Let us pray that the postgame isn't filled with quotes about how there are no moral victories again, because no such thing was possible in a game against San Jose. Welcome to the basement, folks. The Hawks are now tied with the Predators for worst record in the league. Though the fact that the Preds are there is some saving grace...if the Hawks hadn't just lost to them as well.

The Luke Richardson countdown clock may have just started. Let's do some bullets and then look forward, because looking back isn't going to do much for your digestion.

  • The Hawks clearly came into this one knowing that even a modicum of effort should have seen them through, because in the 1st period they were awfully fancy with the puck and trying a lot of shit in the offensive zone. It didn't go unnoticed by the coach. Perhaps the problem for them was that it worked, as they exited the first with a 2-1 lead. Which led to a pretty piss-poor effort in the 2nd as the Hawks tried to continue their Russian 5 act. If Kyle Davidson is watching intently, these will not be checkmarks in Luke Richardson's favor.
  • Tyler Bertuzzi had a great first period, but one wonders if we're only going to see that kind of effort from him when it's easier. The Sharks are barely a NHL team, and any winger worth a shit should be able to win battles, find some loose pucks, and generate chances against them. Seeing as how we have only seen this in brief flashes from him on the power play, again when it's easier, it is a disturbing trend for the only player Davidson has decided to commit to aside from Vlasic.
  • Where exactly what TJ Brodie going before Will Smith's first goal?
  • This is why Brodie and Maroon can't be on the ice together.
  • Still, luck plays a role, because Connor Bedard isn't going to hit the handle of the goalie's stick twice in a game the rest of the season. At least one would hope not. A change of a centimeter or two and the Hawks probably dance out with a 4-3 or 5-3 win in this one.
  • Yesterday morning, Scott Powers at The Athletic was ruminating that Alex Vlasic might make Team USA for the Four Nations Series this winter. We probably need to pump the brakes just a touch. The Hughes brothers, Charlie McAvoy, Brock Faber, Zach Werenski, and Adam Fox are certain locks. Can Vlasic beat out John Carlson, Thomas Harley, Noah Hanifin, Jake Sanderson, and Jaccob Slavin? Seems like a tall task.
  • That doesn't mean Vlasic wasn't once again the best Hawk, and probably the best player overall on the ice against the Sharks.
  • Look, it's great that Phil Kurashev got 18 goals and 54 points last year, mostly playing with Connor Bedard, but this isn't a long-term solution. He just doesn't quite have the hands or finish to consistently bury the chances the vision of Teuvo and Bedard will provide, nor good enough along the wall to supply them with more looks. Perhaps it's time to bump Taylor Hall up there, if only to boost Hall's trade value come February.

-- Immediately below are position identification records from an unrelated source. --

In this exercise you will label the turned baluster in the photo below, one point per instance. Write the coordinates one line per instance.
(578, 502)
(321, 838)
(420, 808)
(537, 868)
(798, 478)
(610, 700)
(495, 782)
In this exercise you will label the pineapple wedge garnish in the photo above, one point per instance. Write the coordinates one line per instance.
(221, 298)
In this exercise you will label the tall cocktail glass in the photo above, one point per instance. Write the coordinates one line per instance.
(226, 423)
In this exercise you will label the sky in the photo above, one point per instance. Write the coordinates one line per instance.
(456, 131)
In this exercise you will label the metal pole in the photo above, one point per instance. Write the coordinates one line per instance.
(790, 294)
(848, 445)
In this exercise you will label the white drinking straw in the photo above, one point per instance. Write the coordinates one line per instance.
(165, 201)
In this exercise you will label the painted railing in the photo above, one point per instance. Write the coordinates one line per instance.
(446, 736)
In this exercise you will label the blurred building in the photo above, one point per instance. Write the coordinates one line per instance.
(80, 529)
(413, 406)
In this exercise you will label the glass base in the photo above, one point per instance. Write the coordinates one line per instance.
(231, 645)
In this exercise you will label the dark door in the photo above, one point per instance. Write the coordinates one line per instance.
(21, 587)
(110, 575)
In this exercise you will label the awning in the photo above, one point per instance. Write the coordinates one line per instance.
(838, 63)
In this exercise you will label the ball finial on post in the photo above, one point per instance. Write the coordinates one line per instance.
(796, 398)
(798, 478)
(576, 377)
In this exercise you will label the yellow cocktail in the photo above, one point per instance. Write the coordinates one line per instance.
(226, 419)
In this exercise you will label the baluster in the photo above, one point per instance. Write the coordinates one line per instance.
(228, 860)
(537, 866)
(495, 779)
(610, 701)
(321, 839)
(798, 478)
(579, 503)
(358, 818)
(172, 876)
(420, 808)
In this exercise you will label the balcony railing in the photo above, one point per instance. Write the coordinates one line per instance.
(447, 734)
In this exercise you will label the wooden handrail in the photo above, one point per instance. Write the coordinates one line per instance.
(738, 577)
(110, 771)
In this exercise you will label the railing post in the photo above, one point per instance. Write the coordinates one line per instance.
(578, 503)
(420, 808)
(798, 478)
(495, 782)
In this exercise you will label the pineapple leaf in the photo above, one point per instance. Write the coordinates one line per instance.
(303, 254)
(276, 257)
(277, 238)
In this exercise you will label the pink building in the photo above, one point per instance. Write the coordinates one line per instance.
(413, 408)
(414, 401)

Right, we've got two games to set up and no one in their right mind wants to spend too much time reading about the Sharks and Hawks.


The Hawks do the L.A. two-step over the weekend, with a matinee against the Kings on Figuerora street on Saturday and then a Sunday dinner down in the O.C. Let's boot it all up.

Los Angeles Kings Lineup

Turcotte - Kopitar - Kempe

Fiala - Danault - Moore

Foegele - Byfield - Laferriere

Jeannot - Lewis - Thomas

Anderson - Gavrikov

Edmundson - Clarke

Englund - Spence

Kuemper/Rittich

What You Need To Know: The Hawks main dance-partner of a decade ago would like to think they've come around again to a Western Conference contender, while the Hawks are still in the mailroom. Whether the Kings are actually up at that level is highly questionable. And there's probably a much longer treatise to be written on how the Kings became a playoff team again much quicker than the Hawks did after their reigns atop the West came crumbling down.

Short story: Kopitar and Doughty aged much better than Toews and Keith, the Kings accepted their era being over more quickly than the Hawks did, and thus reset faster.

Of course, the devil is in the details, as the Kings aren't exact rebuilt on the shoulders of a new generation of pillars. Kopitar is still the #1 center, the team still relies on Doughty pretty heavily, though the latter is changing. Dough Boy did his ankle in the preseason and is out for weeks more, but the Kings have still ascended to a 6-4-1 record without him and might have found replacements who can at least hold their own in his absence.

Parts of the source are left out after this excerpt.